Chairman of the Presidential Committee on Fiscal Policy and Tax Reforms, Taiwo Oyedele, disclosed this after a meeting with President Bola Ahmed Tinubu in Lagos. The delegation included the Chairman of the Nigerian Revenue Service (NRS), Zacch Adedeji, and the Chairman of the National Tax Policy Implementation Committee, Joseph Tegbe.
Oyedele said the meeting aimed to update the President on the implementation status of the four landmark tax reform laws, noting that two— the Nigerian Revenue Service (Establishment) Act and the Joint Revenue Board (Establishment) Act—have already commenced.
“The remaining two laws, the Nigerian Tax Act and the Nigerian Tax Administration Act, are scheduled to commence on the first of January 2026,” Oyedele stated, stressing that the timeline remains unchanged.
He said the Federal Government welcomed the position of the House of Representatives committee investigating alleged alterations and remains open to legislative engagement where necessary.
“The plan to commence the two remaining new laws on the first of January 2026 will go ahead as scheduled because these reforms are designed to provide relief to the Nigerian people,” Oyedele said.
Under the new regime, most workers and small businesses are set to benefit significantly. “Bottom 98 per cent of workers will see either no PAYE tax or lower taxes. Small businesses, 97 per cent of them, will be exempted from Corporate Income Tax, VAT, Withholding Tax, while large businesses will see a reduction in taxes,” he explained.

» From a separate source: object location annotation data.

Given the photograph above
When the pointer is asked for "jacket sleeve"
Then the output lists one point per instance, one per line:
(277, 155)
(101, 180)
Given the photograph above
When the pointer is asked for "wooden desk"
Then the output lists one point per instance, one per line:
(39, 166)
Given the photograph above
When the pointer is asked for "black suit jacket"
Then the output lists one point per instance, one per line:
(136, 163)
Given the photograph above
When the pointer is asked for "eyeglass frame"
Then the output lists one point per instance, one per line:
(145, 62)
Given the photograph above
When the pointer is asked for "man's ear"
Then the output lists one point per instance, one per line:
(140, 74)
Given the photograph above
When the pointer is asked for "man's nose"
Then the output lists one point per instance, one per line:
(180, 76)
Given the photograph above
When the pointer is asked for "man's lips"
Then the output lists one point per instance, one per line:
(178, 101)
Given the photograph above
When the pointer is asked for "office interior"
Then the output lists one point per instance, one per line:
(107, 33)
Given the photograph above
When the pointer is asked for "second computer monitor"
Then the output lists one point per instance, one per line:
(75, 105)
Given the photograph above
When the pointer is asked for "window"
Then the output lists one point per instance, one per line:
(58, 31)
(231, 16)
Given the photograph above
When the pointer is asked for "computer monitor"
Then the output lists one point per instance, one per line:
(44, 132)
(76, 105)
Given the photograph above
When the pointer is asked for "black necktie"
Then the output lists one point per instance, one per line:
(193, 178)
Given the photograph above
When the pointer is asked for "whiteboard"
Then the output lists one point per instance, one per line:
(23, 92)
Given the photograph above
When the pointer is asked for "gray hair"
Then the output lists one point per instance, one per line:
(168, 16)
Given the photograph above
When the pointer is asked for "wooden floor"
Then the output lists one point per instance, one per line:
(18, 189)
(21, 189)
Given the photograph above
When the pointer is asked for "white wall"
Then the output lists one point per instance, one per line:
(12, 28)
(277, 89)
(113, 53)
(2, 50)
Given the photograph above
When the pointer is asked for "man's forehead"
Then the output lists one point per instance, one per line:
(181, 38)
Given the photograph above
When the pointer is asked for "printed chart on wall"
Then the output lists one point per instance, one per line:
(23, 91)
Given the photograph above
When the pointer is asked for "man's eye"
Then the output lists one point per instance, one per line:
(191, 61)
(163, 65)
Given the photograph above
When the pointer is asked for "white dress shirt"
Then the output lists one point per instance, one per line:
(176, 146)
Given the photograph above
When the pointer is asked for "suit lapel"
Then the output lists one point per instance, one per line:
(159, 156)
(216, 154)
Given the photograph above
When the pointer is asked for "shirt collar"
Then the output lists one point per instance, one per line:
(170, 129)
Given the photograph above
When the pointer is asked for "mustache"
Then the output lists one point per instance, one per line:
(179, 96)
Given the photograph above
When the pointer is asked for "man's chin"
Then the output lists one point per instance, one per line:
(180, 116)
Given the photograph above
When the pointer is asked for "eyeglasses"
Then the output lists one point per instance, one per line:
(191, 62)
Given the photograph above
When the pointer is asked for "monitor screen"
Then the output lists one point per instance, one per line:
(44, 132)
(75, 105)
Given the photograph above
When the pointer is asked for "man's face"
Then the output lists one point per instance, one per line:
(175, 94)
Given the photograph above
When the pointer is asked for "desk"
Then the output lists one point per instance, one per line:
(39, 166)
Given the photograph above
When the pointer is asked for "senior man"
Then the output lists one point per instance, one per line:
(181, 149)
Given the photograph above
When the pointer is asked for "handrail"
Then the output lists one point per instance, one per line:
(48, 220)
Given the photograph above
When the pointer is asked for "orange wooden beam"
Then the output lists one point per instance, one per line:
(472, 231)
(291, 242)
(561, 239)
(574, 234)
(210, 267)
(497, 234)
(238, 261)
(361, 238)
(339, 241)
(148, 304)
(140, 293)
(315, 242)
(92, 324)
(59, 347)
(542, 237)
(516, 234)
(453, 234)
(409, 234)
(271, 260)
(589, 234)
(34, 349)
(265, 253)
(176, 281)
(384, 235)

Oyedele added that planning for implementation began immediately after the bills were transmitted to the National Assembly, with six months since presidential assent dedicated to capacity building, system upgrades, and sensitisation. He emphasised that the staggered rollout allows newly created institutions, such as the Office of the Tax Ombudsman, to become operational before the laws take effect.
“The intention of this tax reform is not immediate revenue generation but long-term economic growth, expanded tax base, and improved tax culture,” he said.
Meanwhile, the National Assembly said it is addressing the controversy over the passage, assent, and gazetting of the four laws within its constitutional and statutory mandate. In a statement, the legislature noted that relevant committees are reviewing harmonisation and publication issues, and that certified true copies of the Acts are being facilitated by the Clerk to the National Assembly.
The legislature stressed that the review is administrative and does not imply any defect in legislative authority, reaffirming its commitment to constitutionalism, transparency, and due process.